According to still another aspect of the present invention, an apparatus is provided, including: an interface for receiving multiple packets from multiple packet queues, each packet queue corresponding to a virtual channel; and a packet arbiter for determining the multiple The packets include one or more high priority packets and selections are made from the high priority packets until the high priority packets are exhausted.

According to yet another aspect of the present invention, a method is provided, comprising: receiving a plurality of packets from a plurality of packet queues, each packet queue corresponding to a virtual channel; determining whether the plurality of packets include one or more high priority priority groups; and selecting from said high priority groups until said high priority groups are exhausted.
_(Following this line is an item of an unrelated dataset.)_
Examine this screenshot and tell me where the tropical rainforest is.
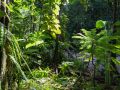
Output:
[0,0,120,90]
According to yet another aspect of the present invention, there is provided an article of manufacture comprising a machine-readable medium comprising machine-executable instructions that cause a machine to: receive a plurality of packets from a plurality of packet queues, each packet A queue corresponds to a virtual channel; determining whether the plurality of packets includes one or more high priority packets; and selecting from the high priority packets until the high priority packets are exhausted.

According to yet another aspect of the present invention, a system is provided, comprising: a switch fabric; and a node coupled to the switch fabric, the node comprising: an interface for receiving a plurality of packets from a plurality of packet queues, each packet queue corresponding to a virtual channel; and a packet arbiter for determining whether said plurality of packets includes one or more high priority packets, and selecting from said high priority packets until said high priority packets are exhausted.

Description of drawings

Figure 1 is a block diagram of a switched fabric network, according to an embodiment.

Figure 2 shows the protocol stack of PCI Express and AS architecture.

Figure 3 shows the AS Transaction Layer Packet (TLP) format.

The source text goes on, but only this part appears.